Sen. moves to ban gay officers

Former Pennsylvania Sen. Clarence Bell introduced a bill Jan. 16 that would prohibit openly gay individuals from obtaining employment at numerous state agencies.

The bill would have banned openly gay individuals, along with sex offenders, from being hired as state police officers or corrections workers or in positions where they could come into contact with mentally ill, mentally retarded or physically handicapped patients, as well as juveniles and orphans.

According to the bill, an employer who knowingly hires an “admitted homosexual” could be fired, fined up to $300 and imprisoned for up to 90 days.

A similar bill was introduced in the previous legislative session but did not pass.

Bell served six years in the Pennsylvania House and 41 in the Senate, and at the time of his death in 2002 was the longest-serving public official in the state.

Mayor shares screen with Anita Bryant

Pittsburgh mayor Richard Caliguiri appeared on a fundraising telethon on Christian talk show “The 700 Club” alongside antigay crusader Anita Bryant.

In an ad for the telethon, Caliguiri was included as one of several “notables in the fields of sports, entertainment, education and government” slated to participate in the telethon, which sought to “highlight the international work of the viewer-supported ‘700 Club’ and its worldwide counseling ministry.”

In addition to Bryant, the telethon, hosted by “The 700 Club” host and founder of Christian Broadcasting Network Pat Robertson, featured Christian musicians Pat and Debby Boone and author Dr. Norman Vincent Peale.

Caliguiri had already drawn the ire of the Pittsburgh LGBT community when he commented that gay bars in the city were “an affront to all of Pittsburgh.”

Community lays legislative goals

Attendees at the Lesbian and Gay Town Meetings held in December and January formulated a list of legislative demands for candidates in the May 1979 primary election.

The LGBT platform called on the mayoral candidates to pledge to issue a proclamation banning discrimination against LGBT employees in city agencies and private firms that contract with the city. The community also urged candidates to create a Mayor’s Council on Sexual Minorities, similar to a state-level agency that existed at the time.

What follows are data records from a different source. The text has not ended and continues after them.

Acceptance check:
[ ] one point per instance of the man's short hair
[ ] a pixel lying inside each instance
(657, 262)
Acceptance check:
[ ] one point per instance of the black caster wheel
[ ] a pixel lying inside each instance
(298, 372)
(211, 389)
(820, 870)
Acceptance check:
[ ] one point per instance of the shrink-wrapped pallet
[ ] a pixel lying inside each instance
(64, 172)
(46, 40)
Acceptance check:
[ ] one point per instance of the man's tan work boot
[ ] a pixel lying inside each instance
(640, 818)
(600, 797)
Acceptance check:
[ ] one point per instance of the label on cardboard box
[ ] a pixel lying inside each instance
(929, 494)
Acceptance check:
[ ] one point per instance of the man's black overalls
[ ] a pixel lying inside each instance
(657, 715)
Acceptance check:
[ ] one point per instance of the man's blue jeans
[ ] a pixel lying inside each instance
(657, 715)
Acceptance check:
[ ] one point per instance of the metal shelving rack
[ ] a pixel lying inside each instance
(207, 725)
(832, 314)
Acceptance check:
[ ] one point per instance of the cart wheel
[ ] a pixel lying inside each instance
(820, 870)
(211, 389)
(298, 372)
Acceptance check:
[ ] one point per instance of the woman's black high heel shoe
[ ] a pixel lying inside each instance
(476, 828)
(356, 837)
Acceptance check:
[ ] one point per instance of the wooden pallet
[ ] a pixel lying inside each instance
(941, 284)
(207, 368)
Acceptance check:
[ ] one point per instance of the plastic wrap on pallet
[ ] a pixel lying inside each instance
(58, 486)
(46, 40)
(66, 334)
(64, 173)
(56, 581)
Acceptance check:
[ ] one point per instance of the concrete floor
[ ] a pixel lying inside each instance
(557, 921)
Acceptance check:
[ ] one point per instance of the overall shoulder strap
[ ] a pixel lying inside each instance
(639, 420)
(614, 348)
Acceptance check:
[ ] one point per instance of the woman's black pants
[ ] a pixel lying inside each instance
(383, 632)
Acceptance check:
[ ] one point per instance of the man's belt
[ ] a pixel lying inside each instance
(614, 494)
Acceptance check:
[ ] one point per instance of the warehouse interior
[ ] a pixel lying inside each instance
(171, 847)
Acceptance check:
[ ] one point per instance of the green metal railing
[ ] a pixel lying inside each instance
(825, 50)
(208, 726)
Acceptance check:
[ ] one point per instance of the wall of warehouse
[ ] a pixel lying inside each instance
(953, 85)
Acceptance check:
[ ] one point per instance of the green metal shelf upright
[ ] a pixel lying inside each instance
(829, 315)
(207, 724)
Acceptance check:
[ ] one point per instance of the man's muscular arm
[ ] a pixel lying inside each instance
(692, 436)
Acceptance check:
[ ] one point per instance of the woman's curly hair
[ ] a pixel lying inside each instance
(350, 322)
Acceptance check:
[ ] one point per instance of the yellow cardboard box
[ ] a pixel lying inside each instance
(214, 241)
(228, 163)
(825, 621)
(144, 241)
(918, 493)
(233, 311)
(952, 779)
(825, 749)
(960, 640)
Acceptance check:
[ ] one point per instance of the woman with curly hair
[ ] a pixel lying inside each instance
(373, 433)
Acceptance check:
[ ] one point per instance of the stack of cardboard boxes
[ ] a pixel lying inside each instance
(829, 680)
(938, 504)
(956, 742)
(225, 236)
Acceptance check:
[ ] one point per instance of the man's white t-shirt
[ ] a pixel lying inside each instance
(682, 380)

The platform also demanded that City Council pass a comprehensive gay-rights bill that would include sexual orientation in the city’s nondiscrimination law, and encouraged the police commissioner to institute training for police officers on how to approach issues involving the LGBT community.

“The point of this platform is to get the candidates’ position on the record,” said Larry Gross, who oversaw the formulation of the platform. “From this platform we can discuss what candidates we are interested in and how much we’ll expect from them.”

City Council expanded the city’s nondiscrimination law to include the LGBT community in 1982.